Most banks reported significant losses on the back of the mark-to-market valuation losses on their respective holdings in Government of Ghana bonds following the implementation of the DDEP, he said.
Other losses, Dr Addison added, were due to higher impairments on loans and rising operating costs.
He said the industry posted before-tax losses of GH¢8.0 billion in 2022 compared with a profit of GH¢7.4 billion recorded in 2021.
After-tax loss was GH¢6.6 billion in 2022 relative to profit after-tax of GH¢4.8 billion in 2021, he added.
The main profitability indicators, namely, return-on-assets and return-on-equity all turned negative in 2022 because of the industry’s loss position.
The 2022 audited financial statements of banks also pointed to some impairments in capital levels, although most banks posted Capital Adequacy Ratios (CAR) above the 10 per cent regulatory minimum at end-December 2022, he noted.
This was attributed to the effect of the roll-out of the temporary regulatory reliefs extended to the banks to cushion them against the impact of the DDEP as was done at the onset of the pandemic, he explained.

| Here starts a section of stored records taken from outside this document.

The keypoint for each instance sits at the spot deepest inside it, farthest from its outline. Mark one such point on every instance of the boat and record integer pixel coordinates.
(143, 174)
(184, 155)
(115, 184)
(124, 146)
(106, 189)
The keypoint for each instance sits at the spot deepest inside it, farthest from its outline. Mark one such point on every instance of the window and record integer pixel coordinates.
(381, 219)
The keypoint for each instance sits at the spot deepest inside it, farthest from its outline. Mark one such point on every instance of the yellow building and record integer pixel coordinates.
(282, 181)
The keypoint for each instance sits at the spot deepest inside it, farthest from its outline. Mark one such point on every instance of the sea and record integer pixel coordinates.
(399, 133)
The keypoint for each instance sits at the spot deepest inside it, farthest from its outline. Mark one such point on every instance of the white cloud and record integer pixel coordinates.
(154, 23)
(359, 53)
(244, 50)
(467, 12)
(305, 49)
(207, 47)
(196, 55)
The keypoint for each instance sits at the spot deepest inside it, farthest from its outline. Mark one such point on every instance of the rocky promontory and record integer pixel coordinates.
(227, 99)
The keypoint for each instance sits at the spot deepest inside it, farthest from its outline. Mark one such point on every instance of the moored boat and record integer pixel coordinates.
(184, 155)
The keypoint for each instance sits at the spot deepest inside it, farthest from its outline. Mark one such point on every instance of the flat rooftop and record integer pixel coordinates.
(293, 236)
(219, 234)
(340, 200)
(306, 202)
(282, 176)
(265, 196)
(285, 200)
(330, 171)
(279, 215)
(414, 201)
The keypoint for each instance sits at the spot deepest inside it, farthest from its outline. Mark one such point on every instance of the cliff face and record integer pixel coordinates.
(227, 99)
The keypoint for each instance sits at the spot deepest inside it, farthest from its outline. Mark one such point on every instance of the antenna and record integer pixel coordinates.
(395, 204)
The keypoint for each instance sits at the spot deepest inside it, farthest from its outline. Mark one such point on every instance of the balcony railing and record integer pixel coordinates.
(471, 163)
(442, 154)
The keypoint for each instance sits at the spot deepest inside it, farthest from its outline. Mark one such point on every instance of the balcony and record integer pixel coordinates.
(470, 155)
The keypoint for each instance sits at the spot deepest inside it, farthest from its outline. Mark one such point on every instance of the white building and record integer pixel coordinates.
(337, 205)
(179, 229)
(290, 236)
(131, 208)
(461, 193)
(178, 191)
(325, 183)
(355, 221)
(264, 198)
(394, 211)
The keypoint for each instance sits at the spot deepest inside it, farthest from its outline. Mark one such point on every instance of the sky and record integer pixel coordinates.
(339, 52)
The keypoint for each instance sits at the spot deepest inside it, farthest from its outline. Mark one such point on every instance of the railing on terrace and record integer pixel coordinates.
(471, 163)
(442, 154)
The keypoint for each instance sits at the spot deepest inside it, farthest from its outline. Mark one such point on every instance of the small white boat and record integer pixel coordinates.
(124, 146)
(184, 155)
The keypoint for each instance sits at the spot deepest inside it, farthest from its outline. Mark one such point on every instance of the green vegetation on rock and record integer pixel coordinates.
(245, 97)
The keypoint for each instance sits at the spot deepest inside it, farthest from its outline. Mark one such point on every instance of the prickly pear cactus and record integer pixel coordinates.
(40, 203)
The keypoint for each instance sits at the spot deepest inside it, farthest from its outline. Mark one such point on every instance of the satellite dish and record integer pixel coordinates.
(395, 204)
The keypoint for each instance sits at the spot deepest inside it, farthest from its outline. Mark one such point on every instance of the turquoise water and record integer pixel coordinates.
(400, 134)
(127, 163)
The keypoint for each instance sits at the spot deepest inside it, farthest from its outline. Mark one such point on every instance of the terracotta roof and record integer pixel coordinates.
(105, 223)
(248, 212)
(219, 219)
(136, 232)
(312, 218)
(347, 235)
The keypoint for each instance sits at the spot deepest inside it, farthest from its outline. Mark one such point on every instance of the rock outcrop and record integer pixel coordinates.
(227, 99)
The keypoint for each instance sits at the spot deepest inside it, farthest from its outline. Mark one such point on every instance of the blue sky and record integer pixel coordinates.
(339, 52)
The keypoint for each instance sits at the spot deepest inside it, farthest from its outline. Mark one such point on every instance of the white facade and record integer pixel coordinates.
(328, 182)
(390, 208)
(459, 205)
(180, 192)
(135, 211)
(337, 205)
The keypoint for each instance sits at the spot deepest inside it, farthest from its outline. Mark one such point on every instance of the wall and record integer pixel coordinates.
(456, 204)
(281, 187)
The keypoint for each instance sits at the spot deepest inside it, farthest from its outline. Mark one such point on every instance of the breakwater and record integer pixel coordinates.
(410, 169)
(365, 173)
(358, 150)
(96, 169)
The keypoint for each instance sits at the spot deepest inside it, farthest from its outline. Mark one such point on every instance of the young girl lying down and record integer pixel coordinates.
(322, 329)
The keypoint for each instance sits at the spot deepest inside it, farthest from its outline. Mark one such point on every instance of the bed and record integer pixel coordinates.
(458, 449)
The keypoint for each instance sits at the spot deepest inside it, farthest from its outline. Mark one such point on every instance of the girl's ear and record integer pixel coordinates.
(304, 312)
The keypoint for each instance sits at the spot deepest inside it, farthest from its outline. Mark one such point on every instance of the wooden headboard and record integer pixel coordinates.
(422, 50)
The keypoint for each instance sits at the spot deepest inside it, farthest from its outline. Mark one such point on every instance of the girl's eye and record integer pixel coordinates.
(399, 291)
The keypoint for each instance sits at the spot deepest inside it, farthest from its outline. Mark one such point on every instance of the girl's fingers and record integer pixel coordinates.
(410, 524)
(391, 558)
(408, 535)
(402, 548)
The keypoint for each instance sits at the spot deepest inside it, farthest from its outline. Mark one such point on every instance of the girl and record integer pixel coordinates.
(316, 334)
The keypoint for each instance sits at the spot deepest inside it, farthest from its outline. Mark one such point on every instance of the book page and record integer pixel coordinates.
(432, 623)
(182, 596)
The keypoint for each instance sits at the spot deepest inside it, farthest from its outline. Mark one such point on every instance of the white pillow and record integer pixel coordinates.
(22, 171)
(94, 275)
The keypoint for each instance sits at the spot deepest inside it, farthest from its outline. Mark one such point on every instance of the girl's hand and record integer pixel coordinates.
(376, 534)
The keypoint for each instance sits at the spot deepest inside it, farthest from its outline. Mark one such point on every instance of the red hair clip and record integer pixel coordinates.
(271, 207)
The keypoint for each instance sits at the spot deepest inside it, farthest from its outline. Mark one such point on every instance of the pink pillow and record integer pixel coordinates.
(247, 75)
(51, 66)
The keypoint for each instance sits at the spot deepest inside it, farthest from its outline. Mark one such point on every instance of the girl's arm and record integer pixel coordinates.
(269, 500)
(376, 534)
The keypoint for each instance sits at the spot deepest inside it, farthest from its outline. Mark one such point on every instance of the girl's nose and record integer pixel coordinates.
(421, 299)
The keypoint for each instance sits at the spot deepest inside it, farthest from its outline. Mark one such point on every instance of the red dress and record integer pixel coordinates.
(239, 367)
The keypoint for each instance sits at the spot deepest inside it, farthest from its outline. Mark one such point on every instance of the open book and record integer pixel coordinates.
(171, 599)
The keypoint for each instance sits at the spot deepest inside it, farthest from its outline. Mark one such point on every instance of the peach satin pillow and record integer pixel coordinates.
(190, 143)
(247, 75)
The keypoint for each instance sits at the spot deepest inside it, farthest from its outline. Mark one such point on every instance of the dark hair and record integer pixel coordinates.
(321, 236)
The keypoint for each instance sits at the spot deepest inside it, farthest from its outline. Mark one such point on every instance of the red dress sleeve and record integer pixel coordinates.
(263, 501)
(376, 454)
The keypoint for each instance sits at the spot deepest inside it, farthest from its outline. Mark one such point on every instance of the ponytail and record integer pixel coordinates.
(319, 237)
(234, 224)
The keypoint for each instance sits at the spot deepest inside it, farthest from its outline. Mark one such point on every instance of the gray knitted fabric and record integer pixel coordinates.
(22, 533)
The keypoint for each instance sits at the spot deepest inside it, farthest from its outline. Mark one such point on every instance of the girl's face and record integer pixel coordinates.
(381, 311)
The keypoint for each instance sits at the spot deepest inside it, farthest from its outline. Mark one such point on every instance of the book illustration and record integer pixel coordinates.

In the first four months of this year, Dr Addison said prudential data show some turnaround in the banking sector’s performance following the conclusion of the DDEP, and following consensus reached among stakeholders on the treatment of losses arising from same.
Banks continue to rebalance their portfolios in response to the impact of the DDEP on their balance sheet shifting away from medium-to-long term investments to short term investments and increases in new loans,'' he added.
In general, he noted, the banks returned to making profits in the first four months of 2023, broadly reflecting higher operating income.